Well that's great to know.  I always wondered how Tony was paying grocery store clerks from his web site income !!!  I agree that he has the most comprehensive site in the world, he is a motivated guy !

As far as the Lietz is concerned, it IS virtually unused.  I've never, never encountered a deal like this one:  beautiful mill with the most intelligent drive system I've seen, lots of arbor spacers, two straight arbors (7/8 and 1 inch) and a treasure trove of documentation.

The Lietz has since been well tooled up from eBay - turns out that purchasing arbor tooling is NOT the costly enterprise that I was initially led to believe.





(There are some substantial slab mills and about a dozen NMTB-40 end mill holders not shown, they are stored on a different work bench.)

This was one of those "in the right place at the right time" incidents.  I keep in touch with the original owner; he's a very intelligent guy and a talented machinist.  He's come by the house a couple of times to bring items for the Lietz that he'd forgotten to provide at the time of the sale.

Sometimes I read the thoughts that he provided, included in the initial review of this machine, and it makes me sad to think of what we've lost in terms of traditional skills.  CNC machinery are wonderful tools but my admiration goes to the tool/die makers who could make a machine like this Lietz do their bidding to produce wonderfully complex parts !

(PS:  LMAO at your comment on PM today on the tailstock thread.)


----------



## hermetic (Mar 17, 2015)

I agree with you on H mill tooling, it is not that expensive, and there is a lot of int40 about. My harrison is int30, so not quite as plentiful, but still not difficult. I need some more arbors, as I have a lot of imperial tooling, and only one metric arbor! My lucky find was the vertical head for the Harrison, which are generally rare as hens teeth, but I bought one of a guy who had bought an industrial building, and found it whilst clearing it out. It still had an int30 collet chuck and a cutter in it! Tyrone is a good guy, and very knowlegable and experienced, but I get rankled when people lay down rules without saying WHY, because that way no one learns anything, and one of the greatest uses of the internet is the dissemination of knowledge. If we share, we also all learn!
Phil
UK


----------



## randyc (Mar 17, 2015)

OK, I'm getting off topic here but I completely agree with you about Tyrone.  He is one smart, experienced dude but, like you, I dislike dictums (dicta ?) without explanations.  By coincidence, LOL, one of the surfaces of my Sheldon tailstock has a .010 shim that I installed some time ago ... OK, it's a quick fix and not particularly elegant but hell, it WORKS.

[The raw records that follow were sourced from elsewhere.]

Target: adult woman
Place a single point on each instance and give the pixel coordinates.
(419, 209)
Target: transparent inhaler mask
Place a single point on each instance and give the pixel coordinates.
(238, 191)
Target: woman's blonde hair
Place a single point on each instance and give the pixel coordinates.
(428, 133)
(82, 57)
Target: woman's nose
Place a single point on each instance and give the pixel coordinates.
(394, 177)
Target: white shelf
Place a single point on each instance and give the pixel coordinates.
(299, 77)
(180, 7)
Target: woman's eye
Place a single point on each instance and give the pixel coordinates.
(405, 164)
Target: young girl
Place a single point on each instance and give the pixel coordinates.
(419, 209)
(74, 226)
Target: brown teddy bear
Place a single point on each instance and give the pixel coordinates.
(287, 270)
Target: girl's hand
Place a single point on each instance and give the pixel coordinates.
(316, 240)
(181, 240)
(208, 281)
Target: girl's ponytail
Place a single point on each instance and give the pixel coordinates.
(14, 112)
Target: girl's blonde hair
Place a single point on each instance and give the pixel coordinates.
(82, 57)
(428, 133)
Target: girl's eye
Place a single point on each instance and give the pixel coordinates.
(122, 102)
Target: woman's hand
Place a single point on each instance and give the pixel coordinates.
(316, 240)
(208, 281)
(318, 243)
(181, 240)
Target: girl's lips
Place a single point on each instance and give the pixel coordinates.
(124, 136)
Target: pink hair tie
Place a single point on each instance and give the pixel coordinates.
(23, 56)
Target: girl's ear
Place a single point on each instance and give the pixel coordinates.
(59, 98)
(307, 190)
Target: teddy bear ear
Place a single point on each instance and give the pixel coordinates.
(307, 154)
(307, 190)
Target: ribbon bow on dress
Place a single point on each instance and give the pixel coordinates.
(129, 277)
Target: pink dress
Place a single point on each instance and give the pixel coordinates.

Regarding needing more arbors, maybe this isn't your cuppa' but did you see my post about simple horizontal mill arbors ?  For me: so far so good but the NMTB locking nut needs to be seriously tight  and no helical cutters permitted.  This is a limitation, of course, but slotters and saws are real handy on arbors like this one:

http://www.hobby-machinist.com/threads/a-very-simple-arbor-for-horizontal-mills.32778/#post-276805

Your anecdote about how you obtained the vertical head is just about as serendipitous as me finding the Lietz.  Karma, maybe ?


----------



## hermetic (Mar 18, 2015)

It is My cuppa tea! I have several Int30 collet chucks, and some 1" (and maybe bigger too) collets, so this would be an emminently doable solution. I can cut the long keyway on the horizontal of course, and the arbor only needs to be "long enough" as I can move the  arbor support in to suit! Long arbors are available, but they are between £129-£180 each, and TBH until I go and measure the cutters I have, I don't really know what sizes and how many I need, but I am pretty sure that my arbor is 22mm, and I know that all the older cutters, some of which are unused, are in imperial sizes, probably mostly 1". I am thinking of making a taper turning attachment for one of my lathes, and if I did , turning a int 30 is not difficult given that the taper is a centering taper, not a driving one, so it doesn't need to be as perfect as, say a morse taper. It is a short taper too, so at a push it cou;d probably be turned with the topslide offset.
Phil.


----------



## randyc (Mar 18, 2015)

I've concluded that _long_ arbors of the type that I made are really not that necessary.  The arbor can be short and the cutter placed near the overarm when it needs to be outboard of the normal location in the center of the arbor.  Rigid location and concentric with the overarm bushing - better than using a long arbor IMO.

I'd suppose that the lathe compound should easily have sufficient travel to turn that 30 taper, even the 40 tapers are only three inches long (the tapered length).

I have taper attachments for both lathes (one shop-made the other factory) but I'm hard-pressed to find a use for them, LOL.  I've set up one of them for 2 MT (both of the lathes use that taper for the tailstock) in case I need a special tailstock tool.  But I've only used it once -  It is sort of comforting to have them, however


----------



## hermetic (Mar 19, 2015)

they can be expensive in the UK...................
http://www.ebay.co.uk/itm/New-Taper...785?pt=LH_DefaultDomain_3&hash=item1c4fca1fe1


----------